Bolu seyahatimiz sırasında Konya Büyükşehir Belediyesi tarafından verilen desteğin bir benzerini de Bolu Belediye Başkanı Alaaddin Yılmaz tarafından yapıldığına şahit olduk. Gezi boyunca yanımıza bir rehber veren Belediye Başkanı Alaaddin Yılmaz bütün ihtiyaçlarımızın karşılanması içinde büyük çaba gösterdi.

Abant Gölü, Çubuk Gölü ve diğer göllere yaptığımız ziyaretlerle Bolu’nun tabii güzelliklerini seyretme imkânı bulurken Göynük gezimizle de tarihi yaşama fırsatı bulduk. Göynük’te metfun bulunan Akşemseddin Hazretlerinin kabrini ziyaret ederek İstanbul’u feth eden büyük insanı yetiştiren o alimin tevazusuna şahit olduk.

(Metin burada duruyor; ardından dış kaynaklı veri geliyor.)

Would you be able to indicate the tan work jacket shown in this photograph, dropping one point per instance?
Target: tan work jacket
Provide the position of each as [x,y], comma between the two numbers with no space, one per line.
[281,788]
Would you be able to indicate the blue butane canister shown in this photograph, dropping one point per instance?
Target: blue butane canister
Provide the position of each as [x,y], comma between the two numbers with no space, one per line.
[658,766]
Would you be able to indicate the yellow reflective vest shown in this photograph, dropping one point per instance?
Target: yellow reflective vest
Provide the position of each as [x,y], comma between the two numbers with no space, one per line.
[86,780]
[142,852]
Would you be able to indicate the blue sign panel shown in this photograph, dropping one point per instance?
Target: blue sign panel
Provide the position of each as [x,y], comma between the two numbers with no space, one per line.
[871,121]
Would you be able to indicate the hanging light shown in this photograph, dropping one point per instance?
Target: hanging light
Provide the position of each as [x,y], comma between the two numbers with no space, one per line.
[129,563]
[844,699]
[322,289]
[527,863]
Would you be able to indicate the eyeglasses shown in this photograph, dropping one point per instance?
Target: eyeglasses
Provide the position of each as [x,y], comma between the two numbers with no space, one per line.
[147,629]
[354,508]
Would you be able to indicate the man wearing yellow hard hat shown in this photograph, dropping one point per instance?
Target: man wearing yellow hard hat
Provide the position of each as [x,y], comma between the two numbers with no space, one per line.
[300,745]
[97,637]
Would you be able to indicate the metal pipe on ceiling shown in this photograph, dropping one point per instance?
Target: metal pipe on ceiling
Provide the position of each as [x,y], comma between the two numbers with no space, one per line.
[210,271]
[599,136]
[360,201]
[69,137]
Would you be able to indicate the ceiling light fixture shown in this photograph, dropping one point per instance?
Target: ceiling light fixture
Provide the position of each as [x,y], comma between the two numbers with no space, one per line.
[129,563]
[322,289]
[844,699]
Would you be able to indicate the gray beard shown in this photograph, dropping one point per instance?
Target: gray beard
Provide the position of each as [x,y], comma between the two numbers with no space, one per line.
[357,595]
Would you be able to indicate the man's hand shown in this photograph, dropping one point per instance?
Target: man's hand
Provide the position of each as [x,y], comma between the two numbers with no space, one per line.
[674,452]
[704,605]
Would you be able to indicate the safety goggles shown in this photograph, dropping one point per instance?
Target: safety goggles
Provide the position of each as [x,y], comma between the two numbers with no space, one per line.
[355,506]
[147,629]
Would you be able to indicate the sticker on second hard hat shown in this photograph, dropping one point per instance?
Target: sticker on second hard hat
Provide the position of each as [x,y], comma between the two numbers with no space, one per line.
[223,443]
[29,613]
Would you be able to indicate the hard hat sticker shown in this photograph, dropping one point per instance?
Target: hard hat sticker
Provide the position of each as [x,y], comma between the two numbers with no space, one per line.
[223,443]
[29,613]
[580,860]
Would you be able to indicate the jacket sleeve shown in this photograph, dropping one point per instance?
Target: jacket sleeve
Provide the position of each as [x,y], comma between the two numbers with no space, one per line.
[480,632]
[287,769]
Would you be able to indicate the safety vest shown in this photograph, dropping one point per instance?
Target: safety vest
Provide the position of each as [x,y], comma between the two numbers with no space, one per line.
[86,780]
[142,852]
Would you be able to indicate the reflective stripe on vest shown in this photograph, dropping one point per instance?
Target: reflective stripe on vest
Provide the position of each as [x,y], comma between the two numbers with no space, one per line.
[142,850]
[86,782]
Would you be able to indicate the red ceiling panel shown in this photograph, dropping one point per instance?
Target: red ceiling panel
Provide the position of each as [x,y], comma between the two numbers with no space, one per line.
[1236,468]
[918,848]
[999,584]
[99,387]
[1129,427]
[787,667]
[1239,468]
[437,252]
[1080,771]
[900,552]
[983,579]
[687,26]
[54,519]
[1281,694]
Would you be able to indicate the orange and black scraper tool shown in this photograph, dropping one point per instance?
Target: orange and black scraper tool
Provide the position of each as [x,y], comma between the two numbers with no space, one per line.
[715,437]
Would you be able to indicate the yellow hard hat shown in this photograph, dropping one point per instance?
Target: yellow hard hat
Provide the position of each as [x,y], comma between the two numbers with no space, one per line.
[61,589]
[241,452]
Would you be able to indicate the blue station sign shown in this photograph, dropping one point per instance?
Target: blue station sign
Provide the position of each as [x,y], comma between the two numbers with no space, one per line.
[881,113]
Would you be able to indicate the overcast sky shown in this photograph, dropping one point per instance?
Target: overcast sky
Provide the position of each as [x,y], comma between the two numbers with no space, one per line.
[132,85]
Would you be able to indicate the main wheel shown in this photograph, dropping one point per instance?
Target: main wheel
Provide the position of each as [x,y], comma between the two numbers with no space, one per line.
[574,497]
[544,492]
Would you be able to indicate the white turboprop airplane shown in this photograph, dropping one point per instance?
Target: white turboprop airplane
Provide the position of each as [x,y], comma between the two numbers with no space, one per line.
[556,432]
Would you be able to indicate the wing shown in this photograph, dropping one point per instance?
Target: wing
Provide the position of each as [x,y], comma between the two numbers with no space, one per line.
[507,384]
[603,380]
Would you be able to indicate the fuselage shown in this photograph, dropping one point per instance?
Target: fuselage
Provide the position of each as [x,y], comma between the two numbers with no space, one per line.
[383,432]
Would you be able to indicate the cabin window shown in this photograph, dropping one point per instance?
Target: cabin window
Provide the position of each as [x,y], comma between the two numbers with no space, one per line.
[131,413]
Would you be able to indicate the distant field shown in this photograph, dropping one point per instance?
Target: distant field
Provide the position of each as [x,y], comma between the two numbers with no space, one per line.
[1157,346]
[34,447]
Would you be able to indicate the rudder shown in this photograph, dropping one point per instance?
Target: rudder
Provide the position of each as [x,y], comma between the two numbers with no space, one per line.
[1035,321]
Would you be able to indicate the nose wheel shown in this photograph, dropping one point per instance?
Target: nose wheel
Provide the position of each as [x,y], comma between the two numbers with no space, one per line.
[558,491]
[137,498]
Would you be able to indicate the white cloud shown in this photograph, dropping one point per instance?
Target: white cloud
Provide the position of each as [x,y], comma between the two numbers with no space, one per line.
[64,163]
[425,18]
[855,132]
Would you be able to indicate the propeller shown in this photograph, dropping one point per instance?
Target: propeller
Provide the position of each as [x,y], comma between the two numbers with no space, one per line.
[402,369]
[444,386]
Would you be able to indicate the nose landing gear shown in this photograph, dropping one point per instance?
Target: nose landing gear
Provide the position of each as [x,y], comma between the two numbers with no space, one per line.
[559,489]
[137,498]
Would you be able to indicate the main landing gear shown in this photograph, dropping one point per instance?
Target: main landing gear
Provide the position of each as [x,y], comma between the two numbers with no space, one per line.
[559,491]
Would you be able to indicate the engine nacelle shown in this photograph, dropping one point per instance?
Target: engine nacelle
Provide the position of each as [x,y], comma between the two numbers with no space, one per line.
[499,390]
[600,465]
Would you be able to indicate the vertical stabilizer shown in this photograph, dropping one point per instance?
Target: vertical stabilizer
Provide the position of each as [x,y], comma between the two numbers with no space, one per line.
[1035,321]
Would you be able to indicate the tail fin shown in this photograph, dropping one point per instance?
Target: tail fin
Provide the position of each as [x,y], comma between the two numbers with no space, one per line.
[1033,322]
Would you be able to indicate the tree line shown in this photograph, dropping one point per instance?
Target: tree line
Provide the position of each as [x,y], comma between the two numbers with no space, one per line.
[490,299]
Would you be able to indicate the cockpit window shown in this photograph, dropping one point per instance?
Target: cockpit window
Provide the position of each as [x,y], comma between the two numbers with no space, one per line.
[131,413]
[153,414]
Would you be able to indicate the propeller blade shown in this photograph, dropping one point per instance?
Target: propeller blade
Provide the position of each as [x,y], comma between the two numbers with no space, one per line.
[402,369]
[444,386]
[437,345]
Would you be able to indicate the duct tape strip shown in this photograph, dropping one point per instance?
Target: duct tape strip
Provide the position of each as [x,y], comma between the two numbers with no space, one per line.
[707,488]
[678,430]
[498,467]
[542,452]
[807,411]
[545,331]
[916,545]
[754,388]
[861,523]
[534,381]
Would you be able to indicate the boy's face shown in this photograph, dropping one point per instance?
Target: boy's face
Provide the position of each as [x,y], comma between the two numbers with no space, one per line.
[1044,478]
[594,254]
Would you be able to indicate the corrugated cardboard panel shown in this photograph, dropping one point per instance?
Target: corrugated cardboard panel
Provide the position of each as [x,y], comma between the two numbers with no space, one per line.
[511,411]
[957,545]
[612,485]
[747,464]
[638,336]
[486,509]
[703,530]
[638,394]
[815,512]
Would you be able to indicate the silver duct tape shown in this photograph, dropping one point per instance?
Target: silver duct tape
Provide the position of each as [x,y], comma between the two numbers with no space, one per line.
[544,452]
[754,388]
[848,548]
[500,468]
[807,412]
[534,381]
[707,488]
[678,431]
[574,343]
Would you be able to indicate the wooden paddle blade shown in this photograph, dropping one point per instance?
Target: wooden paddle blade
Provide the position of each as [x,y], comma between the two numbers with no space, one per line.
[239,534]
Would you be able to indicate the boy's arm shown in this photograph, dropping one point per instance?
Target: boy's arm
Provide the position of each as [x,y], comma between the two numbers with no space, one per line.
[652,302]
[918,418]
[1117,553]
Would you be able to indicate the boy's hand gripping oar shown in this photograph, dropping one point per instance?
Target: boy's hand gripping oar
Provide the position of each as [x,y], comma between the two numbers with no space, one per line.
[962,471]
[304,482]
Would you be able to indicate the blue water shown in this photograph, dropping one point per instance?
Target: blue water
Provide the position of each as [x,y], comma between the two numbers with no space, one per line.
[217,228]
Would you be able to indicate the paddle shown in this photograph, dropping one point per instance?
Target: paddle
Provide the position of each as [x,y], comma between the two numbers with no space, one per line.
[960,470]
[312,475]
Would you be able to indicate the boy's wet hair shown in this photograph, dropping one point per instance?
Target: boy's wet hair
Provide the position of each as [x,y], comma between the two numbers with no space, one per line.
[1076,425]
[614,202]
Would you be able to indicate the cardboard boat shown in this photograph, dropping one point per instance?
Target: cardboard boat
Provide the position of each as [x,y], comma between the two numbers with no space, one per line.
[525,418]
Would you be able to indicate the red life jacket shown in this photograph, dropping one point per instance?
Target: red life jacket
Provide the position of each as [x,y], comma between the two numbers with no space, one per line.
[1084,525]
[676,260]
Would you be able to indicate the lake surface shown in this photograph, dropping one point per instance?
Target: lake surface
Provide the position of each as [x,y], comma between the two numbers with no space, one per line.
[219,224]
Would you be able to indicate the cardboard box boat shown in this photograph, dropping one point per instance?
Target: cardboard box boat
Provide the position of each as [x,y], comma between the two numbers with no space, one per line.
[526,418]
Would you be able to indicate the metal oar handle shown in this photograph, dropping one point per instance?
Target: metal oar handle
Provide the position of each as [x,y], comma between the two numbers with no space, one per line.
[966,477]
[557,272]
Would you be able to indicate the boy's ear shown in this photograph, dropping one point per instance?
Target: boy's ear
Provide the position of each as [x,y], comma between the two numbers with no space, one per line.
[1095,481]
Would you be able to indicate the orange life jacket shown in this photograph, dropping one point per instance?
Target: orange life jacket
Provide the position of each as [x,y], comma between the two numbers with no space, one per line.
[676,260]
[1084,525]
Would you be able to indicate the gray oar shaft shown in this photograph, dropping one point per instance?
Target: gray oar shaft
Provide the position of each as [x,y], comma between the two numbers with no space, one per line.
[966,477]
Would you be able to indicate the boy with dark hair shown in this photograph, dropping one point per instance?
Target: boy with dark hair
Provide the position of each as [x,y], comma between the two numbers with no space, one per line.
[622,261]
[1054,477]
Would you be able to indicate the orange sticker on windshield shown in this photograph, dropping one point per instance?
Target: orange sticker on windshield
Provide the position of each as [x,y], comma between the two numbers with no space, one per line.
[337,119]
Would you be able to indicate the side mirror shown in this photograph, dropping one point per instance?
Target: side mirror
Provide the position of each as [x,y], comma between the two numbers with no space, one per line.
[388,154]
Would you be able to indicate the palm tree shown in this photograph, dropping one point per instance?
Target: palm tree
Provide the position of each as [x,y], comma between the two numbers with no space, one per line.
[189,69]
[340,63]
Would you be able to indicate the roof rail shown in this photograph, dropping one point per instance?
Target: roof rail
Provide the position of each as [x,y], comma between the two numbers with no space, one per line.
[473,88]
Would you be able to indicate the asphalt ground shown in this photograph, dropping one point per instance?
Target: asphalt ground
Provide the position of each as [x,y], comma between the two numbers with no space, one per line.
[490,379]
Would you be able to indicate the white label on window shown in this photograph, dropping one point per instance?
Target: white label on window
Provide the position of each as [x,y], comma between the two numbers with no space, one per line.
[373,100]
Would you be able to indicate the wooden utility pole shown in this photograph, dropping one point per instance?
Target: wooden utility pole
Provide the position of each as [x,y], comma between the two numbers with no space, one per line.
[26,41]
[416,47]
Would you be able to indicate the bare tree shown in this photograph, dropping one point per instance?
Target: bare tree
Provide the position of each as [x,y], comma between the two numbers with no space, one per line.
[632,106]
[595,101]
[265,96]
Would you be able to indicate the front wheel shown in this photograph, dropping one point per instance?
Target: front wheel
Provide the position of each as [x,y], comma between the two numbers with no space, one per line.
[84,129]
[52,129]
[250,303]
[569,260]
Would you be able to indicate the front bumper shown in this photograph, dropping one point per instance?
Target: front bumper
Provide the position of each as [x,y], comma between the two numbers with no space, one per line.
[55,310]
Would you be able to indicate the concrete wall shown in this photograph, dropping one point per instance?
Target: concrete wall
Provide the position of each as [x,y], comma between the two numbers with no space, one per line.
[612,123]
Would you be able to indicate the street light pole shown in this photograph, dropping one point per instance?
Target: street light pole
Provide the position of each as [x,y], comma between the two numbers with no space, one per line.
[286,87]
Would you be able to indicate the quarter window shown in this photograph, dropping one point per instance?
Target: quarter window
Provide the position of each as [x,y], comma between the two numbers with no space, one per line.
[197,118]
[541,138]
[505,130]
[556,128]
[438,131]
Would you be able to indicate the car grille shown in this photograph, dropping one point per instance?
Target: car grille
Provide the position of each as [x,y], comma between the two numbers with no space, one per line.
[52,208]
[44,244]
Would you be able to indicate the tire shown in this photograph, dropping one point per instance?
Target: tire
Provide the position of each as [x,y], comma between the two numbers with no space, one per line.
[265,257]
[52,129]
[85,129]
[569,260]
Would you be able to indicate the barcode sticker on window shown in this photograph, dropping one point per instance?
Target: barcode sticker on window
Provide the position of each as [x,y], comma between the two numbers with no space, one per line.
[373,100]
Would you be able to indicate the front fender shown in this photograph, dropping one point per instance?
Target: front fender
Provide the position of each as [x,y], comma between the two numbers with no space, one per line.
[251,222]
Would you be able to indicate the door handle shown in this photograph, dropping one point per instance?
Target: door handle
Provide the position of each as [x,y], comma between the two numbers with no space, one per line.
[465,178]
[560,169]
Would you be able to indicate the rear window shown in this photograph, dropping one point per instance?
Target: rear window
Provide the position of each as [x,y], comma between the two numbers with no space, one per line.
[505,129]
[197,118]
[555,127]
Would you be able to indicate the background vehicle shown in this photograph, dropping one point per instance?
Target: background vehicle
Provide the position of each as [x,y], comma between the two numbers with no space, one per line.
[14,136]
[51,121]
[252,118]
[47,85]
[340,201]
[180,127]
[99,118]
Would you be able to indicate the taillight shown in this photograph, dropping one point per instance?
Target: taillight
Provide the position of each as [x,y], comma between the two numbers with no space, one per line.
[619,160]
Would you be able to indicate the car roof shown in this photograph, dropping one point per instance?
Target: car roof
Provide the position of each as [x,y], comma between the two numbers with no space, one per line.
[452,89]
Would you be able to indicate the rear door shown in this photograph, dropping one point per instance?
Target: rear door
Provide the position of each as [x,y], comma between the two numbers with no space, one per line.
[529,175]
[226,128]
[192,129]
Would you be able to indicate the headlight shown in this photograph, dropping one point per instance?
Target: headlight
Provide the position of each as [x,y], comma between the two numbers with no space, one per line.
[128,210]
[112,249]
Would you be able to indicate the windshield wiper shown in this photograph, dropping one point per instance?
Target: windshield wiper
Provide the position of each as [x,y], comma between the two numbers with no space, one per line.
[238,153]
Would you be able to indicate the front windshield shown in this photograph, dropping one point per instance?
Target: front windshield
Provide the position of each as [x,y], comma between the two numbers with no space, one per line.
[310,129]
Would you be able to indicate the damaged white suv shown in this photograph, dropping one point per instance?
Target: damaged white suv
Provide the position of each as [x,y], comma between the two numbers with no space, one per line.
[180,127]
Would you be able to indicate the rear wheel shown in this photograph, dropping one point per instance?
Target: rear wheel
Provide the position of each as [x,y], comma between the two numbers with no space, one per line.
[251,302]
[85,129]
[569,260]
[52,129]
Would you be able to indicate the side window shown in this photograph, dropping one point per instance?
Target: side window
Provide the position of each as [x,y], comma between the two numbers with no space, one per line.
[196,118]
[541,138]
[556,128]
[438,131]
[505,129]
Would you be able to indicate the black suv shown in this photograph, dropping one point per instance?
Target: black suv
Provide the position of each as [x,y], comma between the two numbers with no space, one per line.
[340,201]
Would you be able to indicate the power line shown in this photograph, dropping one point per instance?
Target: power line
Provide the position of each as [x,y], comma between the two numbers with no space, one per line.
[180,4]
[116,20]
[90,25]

Madem yazımıza bir deyimle başladık başka bir deyimle devam edelim. Hani dünyada hiçbir varlığımız olmadığını belirtmek için “Dikili bir ağacım dahi yok” tabirini kullanırız. Bolu Belediye Başkanı Alaaddin Yılmaz bu sözün tarihe karışması için bir çalışma başlatmış. Bolu’ya bir “Bebek Ormanı” kurmuş. Yaklaşık olarak 13 yıldır Bolu’da dünyaya gelen her çocuk için bu orman arazisine belediye tarafından bir ağaç dikiliyor. Dikilen bu ağaçların üzerine doğan çocuk kız ise pembe, erkek ise mavi levha üzerine isim yazılıyor.

Bu ağaç dikme eylemi evlenen her çift için de uygulanıyor. Sadece doğan çocuklar için dikilen ağaçlar için bir ücret talep edilmezken evlenen çiftlerden fidan parası tahsil ediliyor.

Bu uygulama devam ederse birkaç on yıl sonra her Bolulu dikilmiş bir ağaca sahip olacak.

***

Bolu gezisi benim için grupta bulunanlardan daha farklı bir anlam taşıyordu.

1988-89 yılında ifa ettiğim askerlik görevim Bolu idi. Orada kısa da olsa bulunma şansına sahip olmuştum. Ancak askerlik yaptığım dönemin Bolu’su ile bu günki Bolu arasında çok büyük bir fark oluşmuş. O dönemler bir kasaba havası taşıyan Bolu, gelişmiş ve güzelleşmiş. Ayrıca daha da bir şehir havası hakim olmuş Bolu’ya.

***

Türkiye Yazarlar Birliği Konya Şubesi tarafından düzenlenen veya kendi imkânlarımla gerçekleştirdiğim geziler sonrasında “Çok gezen mi çok okuyan mı çok bilir” sorusunun cevabını artık net olarak verebilirim. “Çok okuyup aynı zamanda çok gezme fırsatı bulanlar çok bilirler.” Okuduklarımızı görerek pekiştirme imkânı bulursak daha sağlıklı bilgiye ulaşmamız mümkün olur. Ama okumadan da bilgiye ulaşılamayacağını düşünenlerdenim.

***

Bolu’da kaldığımız iki gece boyunca bize kucak açan Bolu Polisevi yöneticilerinede teşekkürü bir borç olarak kabul ediyorum.